Kakophonie im Schläfenlappen

Man kann sich diese beiden Bänder als zwei unterschiedlich schnell gespielte Trommeln vorstellen, die nichts miteinander zu tun haben wollen. Diese Kakophonie im Schläfenlappen hat jedoch ein Ende, wenn das Kurzzeitgedächtnis aktiv wird. Dann übernimmt nach Angaben der Forscher die langsame Theta-Trommel plötzlich die Rolle des Metronoms und gibt der Gamma-Trommel den Takt vor. Innerhalb dieses Takts schlägt die Gamma-Trommel dann beispielsweise die Viertel. Hirnforscher sprechen auch von frequenzübergreifender Kopplung.

Doch warum ist das wichtig? „Wir vermuten, dass die Erinnerung an die verschiedenen Gesichter sequenziell aufgefrischt wird“, erklärt Axmachers Kollege Jürgen Fell. „Und zwar jedes Gesicht zu seinem eigenen spezifischen Zeitpunkt im Theta-Zyklus.“ Um beim Trommel-Bild zu bleiben: Immer wenn die Gamma-Trommel das erste Viertel schlägt, wird das Erregungsmuster von Gesicht 1 aufgefrischt. Auf dem zweiten Viertel folgt Gesicht 2, auf dem dritten Gesicht 3, und am Ende des Taktes ist der komplette Erinnerungszyklus abgeschlossen. Es ist, als würde der Hippocampus die besonderen Merkmale der Gesichter zu den Schlägen der Gamma-Trommel rhythmisch vor sich hinmurmeln.
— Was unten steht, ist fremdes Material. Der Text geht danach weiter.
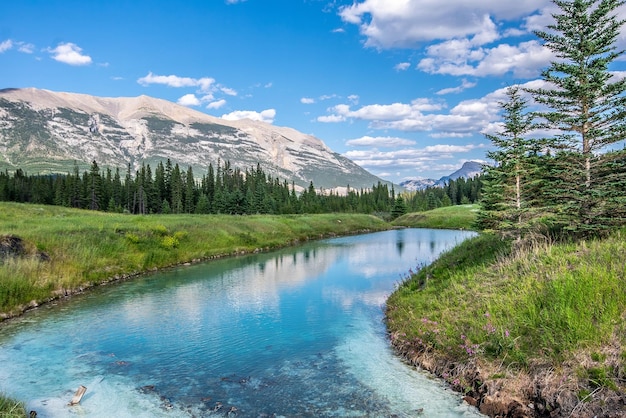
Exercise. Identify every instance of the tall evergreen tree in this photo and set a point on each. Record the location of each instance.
(506, 204)
(586, 102)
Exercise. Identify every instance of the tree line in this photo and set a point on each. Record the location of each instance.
(222, 190)
(571, 183)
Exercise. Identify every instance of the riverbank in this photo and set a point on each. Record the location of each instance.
(539, 332)
(51, 252)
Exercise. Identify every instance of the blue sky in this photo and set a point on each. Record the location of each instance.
(405, 88)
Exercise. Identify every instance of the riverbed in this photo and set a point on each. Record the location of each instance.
(295, 332)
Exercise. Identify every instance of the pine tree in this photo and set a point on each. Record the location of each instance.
(506, 204)
(587, 104)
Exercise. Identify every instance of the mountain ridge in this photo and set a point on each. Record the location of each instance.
(46, 131)
(468, 170)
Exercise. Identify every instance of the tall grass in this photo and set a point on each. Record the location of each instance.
(84, 248)
(449, 217)
(10, 408)
(538, 304)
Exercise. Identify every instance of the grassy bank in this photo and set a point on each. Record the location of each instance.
(63, 249)
(545, 326)
(450, 217)
(10, 408)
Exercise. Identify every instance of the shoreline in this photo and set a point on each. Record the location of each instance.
(64, 294)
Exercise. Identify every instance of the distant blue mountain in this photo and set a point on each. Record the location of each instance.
(469, 169)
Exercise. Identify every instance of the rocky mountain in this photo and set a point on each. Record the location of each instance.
(468, 170)
(43, 131)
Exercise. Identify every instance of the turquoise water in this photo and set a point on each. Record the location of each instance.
(297, 332)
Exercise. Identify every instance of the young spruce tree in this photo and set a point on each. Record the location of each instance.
(586, 103)
(507, 204)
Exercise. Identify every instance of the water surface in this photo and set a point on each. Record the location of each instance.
(297, 332)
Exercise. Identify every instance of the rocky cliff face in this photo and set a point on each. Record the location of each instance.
(43, 131)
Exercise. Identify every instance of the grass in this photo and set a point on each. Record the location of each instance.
(10, 408)
(548, 305)
(83, 248)
(450, 217)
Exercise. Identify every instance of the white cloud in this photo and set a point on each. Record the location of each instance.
(6, 45)
(465, 119)
(415, 159)
(69, 53)
(464, 86)
(380, 113)
(204, 84)
(459, 58)
(189, 100)
(26, 48)
(216, 104)
(460, 36)
(331, 119)
(267, 115)
(228, 91)
(379, 141)
(389, 24)
(403, 66)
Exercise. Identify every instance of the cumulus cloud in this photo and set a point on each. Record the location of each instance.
(416, 159)
(380, 113)
(459, 58)
(216, 104)
(204, 83)
(402, 66)
(467, 118)
(387, 24)
(379, 141)
(25, 47)
(189, 100)
(464, 86)
(331, 119)
(461, 38)
(266, 115)
(69, 53)
(228, 91)
(6, 45)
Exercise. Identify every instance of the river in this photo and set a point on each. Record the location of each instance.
(296, 332)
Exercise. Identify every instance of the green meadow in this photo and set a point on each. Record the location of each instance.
(64, 250)
(448, 217)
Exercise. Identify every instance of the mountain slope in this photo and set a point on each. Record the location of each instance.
(43, 131)
(468, 170)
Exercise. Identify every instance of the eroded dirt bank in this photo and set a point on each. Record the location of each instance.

Hippocampus als Mitspieler beim Kurzzeit-Gedächtnis

Der Theta-Takt bestimmt hingegen die Zeitspanne, die dem Kurzzeitgedächtnis zur Auffrischung sämtlicher Gesichter insgesamt zur Verfügung steht. Für diese Interpretation spricht ein weiterer Befund der Wissenschaftler: Die Theta-Schwingung wurde nämlich umso langsamer, je mehr Gesichter sich die Probanden merken sollten. Je mehr Information das Kurzzeitgedächtnis speichern muss, desto länger braucht es auch, um diesen Inhalt zyklisch aufzufrischen.

Bislang galt der Hippocampus zwar als eine der Schlüsselregionen für die Funktion des Langzeitgedächtnisses. Ob er auch im Kurzzeit-Gedächtnis eine Rolle spielt, war dagegen umstritten. Dazu Axmacher: „Unsere Ergebnisse deuten jedoch eindeutig in diese Richtung.“

Elektroden zeichnen Vorgänge in den tiefen Hirnregionen auf

Bei ihrer Studie profitierten die Forscher von der Tatsache, dass die Uni Bonn über eines der größten epilepsiechirurgischen Zentren weltweit verfügt. Patienten mit schweren Epilepsien können sich hier den Anfallsherd operativ entfernen lassen. Teilweise werden ihnen dabei im Vorfeld Elektroden in die betroffenen Gehirnbereiche implantiert. Diese dienen unter anderem der Lokalisierung des Anfallsherdes. Sie lassen sich aber auch nutzen, um die elektrischen Vorgänge in den tiefen Hirnregionen aufzuzeichnen – wie etwa in dieser Studie aus dem Hippocampus.